Wednesday, June 20, 2012

Fun facts about FOREX

I've recently begun writing technical documentation for foreign currency exchange market trading software (aka FOREX) and it's much more interesting than I would have predicted.

Of course it helps that the Mighty Krugman happened to write an article of foreign currency exchange rates for the Library of Economics and Liberty.  Although the name of the web site sounds suspiciously libertarian, but so far I haven't found any direct libertarian links.

Right off the bat, Krugman provided me with interesting historical information about foreign currency exchange - I'm amazed at how recently currencies have been exchanged in the open market - 1973.

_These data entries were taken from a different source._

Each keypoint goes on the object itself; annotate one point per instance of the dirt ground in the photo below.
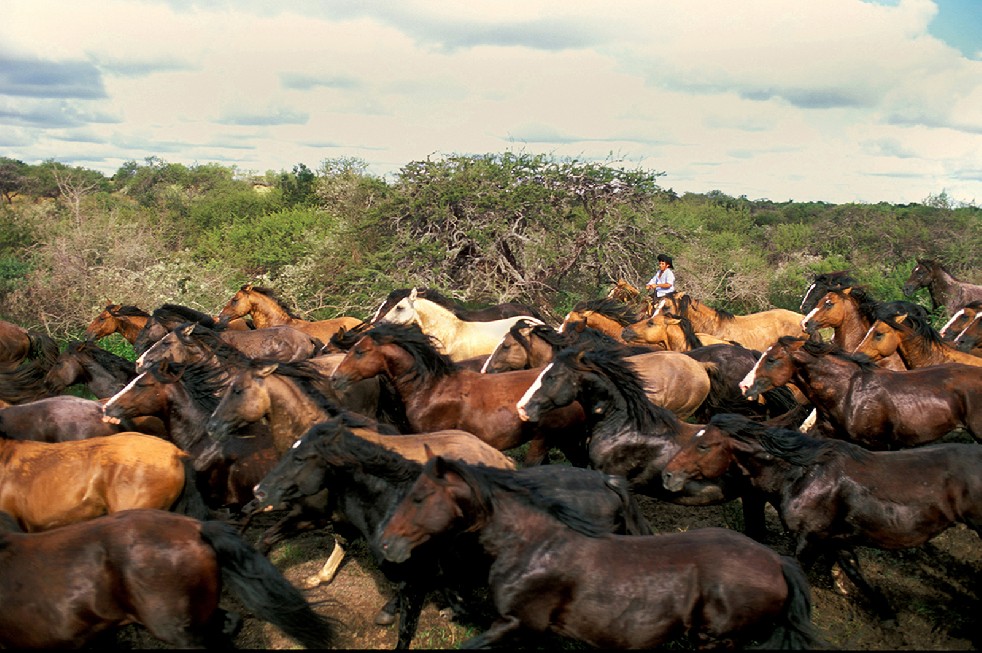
(935, 589)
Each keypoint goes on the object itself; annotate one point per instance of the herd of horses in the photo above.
(486, 455)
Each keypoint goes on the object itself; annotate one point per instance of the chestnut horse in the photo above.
(437, 394)
(878, 408)
(268, 310)
(905, 328)
(64, 587)
(554, 570)
(753, 331)
(834, 495)
(45, 485)
(945, 289)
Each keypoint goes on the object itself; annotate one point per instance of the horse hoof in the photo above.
(384, 618)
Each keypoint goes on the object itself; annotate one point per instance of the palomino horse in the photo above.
(486, 314)
(753, 331)
(849, 312)
(366, 479)
(905, 328)
(84, 362)
(268, 310)
(554, 570)
(124, 319)
(46, 485)
(459, 339)
(438, 394)
(878, 408)
(834, 495)
(945, 289)
(64, 587)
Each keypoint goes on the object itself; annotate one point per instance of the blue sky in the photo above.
(831, 100)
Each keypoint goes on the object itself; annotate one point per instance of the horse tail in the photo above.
(264, 591)
(634, 519)
(794, 630)
(191, 502)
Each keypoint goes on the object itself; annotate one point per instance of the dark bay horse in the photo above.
(125, 319)
(268, 310)
(84, 362)
(627, 434)
(66, 587)
(46, 485)
(904, 328)
(944, 288)
(753, 330)
(437, 394)
(366, 479)
(834, 495)
(872, 406)
(552, 570)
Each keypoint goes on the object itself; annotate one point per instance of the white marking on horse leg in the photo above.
(523, 402)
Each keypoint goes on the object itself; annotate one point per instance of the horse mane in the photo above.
(789, 445)
(126, 310)
(270, 294)
(489, 482)
(430, 362)
(612, 364)
(340, 447)
(176, 313)
(610, 308)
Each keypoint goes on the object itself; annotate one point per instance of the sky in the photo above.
(803, 100)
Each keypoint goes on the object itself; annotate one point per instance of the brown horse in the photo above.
(267, 310)
(124, 319)
(872, 406)
(84, 362)
(45, 485)
(668, 332)
(554, 570)
(834, 495)
(753, 331)
(437, 394)
(905, 328)
(945, 289)
(849, 312)
(64, 587)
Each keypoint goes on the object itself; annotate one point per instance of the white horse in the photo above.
(459, 339)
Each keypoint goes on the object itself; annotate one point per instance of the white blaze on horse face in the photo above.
(527, 397)
(944, 330)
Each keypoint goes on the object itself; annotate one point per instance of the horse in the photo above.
(753, 331)
(84, 362)
(849, 312)
(944, 289)
(872, 406)
(904, 328)
(437, 394)
(485, 314)
(267, 310)
(67, 587)
(834, 495)
(553, 570)
(125, 319)
(627, 434)
(365, 479)
(639, 302)
(45, 485)
(668, 332)
(182, 398)
(459, 339)
(272, 343)
(822, 284)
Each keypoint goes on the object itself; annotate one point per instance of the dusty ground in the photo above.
(936, 589)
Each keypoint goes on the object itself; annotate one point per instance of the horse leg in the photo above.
(849, 563)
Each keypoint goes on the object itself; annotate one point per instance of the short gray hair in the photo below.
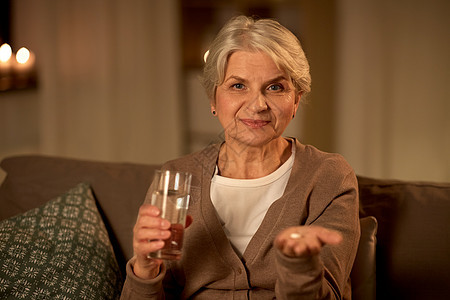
(266, 35)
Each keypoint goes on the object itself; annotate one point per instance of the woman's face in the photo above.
(256, 101)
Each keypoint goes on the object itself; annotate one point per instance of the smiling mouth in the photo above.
(254, 123)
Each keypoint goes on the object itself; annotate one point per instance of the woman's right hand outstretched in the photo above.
(149, 234)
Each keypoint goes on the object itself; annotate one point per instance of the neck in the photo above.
(253, 162)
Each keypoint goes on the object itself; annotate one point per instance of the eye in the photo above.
(238, 86)
(276, 87)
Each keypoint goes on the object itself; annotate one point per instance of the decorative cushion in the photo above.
(119, 190)
(60, 250)
(363, 274)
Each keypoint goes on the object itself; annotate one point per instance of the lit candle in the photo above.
(5, 58)
(5, 67)
(24, 61)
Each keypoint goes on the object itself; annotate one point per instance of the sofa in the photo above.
(66, 231)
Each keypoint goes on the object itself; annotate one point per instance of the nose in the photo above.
(258, 103)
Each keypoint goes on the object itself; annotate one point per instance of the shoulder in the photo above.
(314, 159)
(322, 168)
(194, 161)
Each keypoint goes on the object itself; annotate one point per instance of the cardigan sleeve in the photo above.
(139, 289)
(334, 205)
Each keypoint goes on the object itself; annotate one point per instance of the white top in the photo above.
(242, 203)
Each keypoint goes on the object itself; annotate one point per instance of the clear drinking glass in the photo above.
(169, 191)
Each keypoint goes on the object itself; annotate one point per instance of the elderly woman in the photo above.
(272, 218)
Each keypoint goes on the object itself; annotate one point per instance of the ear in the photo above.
(297, 103)
(212, 104)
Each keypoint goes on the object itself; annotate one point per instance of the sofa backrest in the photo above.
(413, 240)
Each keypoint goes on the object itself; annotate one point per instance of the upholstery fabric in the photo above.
(363, 274)
(413, 243)
(60, 250)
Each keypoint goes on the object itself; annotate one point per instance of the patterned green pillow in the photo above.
(60, 250)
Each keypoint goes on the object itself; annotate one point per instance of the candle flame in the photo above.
(23, 55)
(5, 52)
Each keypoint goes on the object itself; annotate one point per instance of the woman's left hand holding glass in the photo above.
(305, 241)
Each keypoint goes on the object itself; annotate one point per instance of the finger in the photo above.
(189, 220)
(149, 210)
(330, 237)
(143, 248)
(151, 234)
(152, 222)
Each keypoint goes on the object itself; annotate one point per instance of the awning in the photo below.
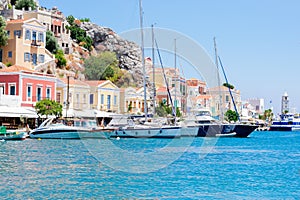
(88, 113)
(7, 111)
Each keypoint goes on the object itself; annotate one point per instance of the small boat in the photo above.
(12, 134)
(201, 124)
(125, 127)
(90, 129)
(287, 122)
(50, 129)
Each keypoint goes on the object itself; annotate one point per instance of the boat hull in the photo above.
(223, 130)
(13, 136)
(284, 128)
(164, 132)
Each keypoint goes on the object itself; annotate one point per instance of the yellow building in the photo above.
(104, 95)
(221, 100)
(26, 44)
(77, 104)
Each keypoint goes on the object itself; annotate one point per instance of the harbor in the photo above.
(149, 100)
(262, 166)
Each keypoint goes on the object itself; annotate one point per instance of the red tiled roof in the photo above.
(95, 82)
(16, 68)
(15, 21)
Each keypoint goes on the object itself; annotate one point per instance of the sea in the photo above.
(266, 165)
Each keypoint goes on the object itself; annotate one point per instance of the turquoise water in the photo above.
(265, 165)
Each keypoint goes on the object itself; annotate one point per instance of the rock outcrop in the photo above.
(128, 53)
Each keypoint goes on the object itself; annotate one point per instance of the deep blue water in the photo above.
(265, 165)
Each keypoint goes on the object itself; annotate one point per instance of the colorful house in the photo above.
(74, 96)
(105, 95)
(27, 85)
(26, 44)
(20, 89)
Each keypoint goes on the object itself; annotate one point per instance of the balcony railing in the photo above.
(35, 43)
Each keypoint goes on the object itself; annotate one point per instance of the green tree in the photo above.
(51, 42)
(79, 34)
(3, 32)
(231, 115)
(102, 67)
(25, 4)
(60, 59)
(13, 2)
(48, 107)
(228, 85)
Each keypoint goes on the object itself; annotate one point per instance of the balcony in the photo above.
(35, 43)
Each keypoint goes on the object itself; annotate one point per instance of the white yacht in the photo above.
(50, 129)
(287, 122)
(125, 127)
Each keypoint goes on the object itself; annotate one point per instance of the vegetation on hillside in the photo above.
(48, 107)
(51, 42)
(163, 110)
(19, 4)
(228, 85)
(3, 32)
(53, 47)
(231, 115)
(78, 34)
(60, 59)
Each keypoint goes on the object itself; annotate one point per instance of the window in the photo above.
(12, 89)
(39, 93)
(48, 93)
(41, 37)
(58, 96)
(27, 57)
(108, 101)
(34, 35)
(41, 58)
(227, 98)
(17, 33)
(34, 58)
(102, 99)
(91, 98)
(29, 91)
(28, 35)
(115, 100)
(84, 98)
(77, 100)
(2, 89)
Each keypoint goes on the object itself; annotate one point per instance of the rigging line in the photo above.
(229, 89)
(165, 78)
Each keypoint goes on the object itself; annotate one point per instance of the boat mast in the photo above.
(153, 70)
(143, 59)
(175, 60)
(219, 81)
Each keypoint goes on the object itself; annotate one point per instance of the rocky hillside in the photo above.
(128, 53)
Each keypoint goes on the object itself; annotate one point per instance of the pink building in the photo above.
(26, 86)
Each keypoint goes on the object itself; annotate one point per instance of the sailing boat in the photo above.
(130, 129)
(206, 126)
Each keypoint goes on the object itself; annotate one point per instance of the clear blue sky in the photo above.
(258, 40)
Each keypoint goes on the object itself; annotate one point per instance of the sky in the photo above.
(257, 40)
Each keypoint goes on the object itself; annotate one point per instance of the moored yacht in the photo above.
(125, 127)
(202, 124)
(51, 129)
(287, 122)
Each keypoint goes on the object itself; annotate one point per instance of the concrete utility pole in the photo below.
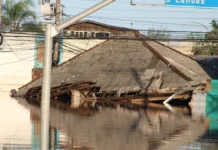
(56, 44)
(51, 31)
(0, 15)
(58, 12)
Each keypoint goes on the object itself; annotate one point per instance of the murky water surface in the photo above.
(193, 127)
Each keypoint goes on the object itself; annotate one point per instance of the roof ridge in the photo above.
(67, 61)
(137, 34)
(166, 61)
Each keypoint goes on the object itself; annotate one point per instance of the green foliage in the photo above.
(16, 13)
(206, 48)
(159, 34)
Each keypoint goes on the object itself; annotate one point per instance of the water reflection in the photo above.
(153, 128)
(156, 128)
(209, 140)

Exchange rates between currencies have been highly unstable since the collapse of the Bretton Woods system of fixed exchange rates, which lasted from 1946 to 1973. Under the Bretton Woods system, exchange rates (e.g., the number of dollars it takes to buy a British pound or German mark) were fixed at levels determined by governments. Under the "floating" exchange rates we have had since 1973, exchange rates are determined by people buying and selling currencies in the foreign-exchange markets.
Another fun fact - currency exchange traders sometimes refer to the UK/US currency exchange as "cable." Why? Because...

(a) Transatlantic Cable, a steel cable laid under the Atlantic Ocean in 1858, telegraphically linking the UK with the USA, enabling messages with currency prices to be transmitted between the London and New York Exchanges. The first such exchange rate to be published in The Times appeared in their issue of 10 August 1866.

Those traders sure love their old tyme slang.

Speaking of Krugman - he made another appearance with Rachel Maddow - yay!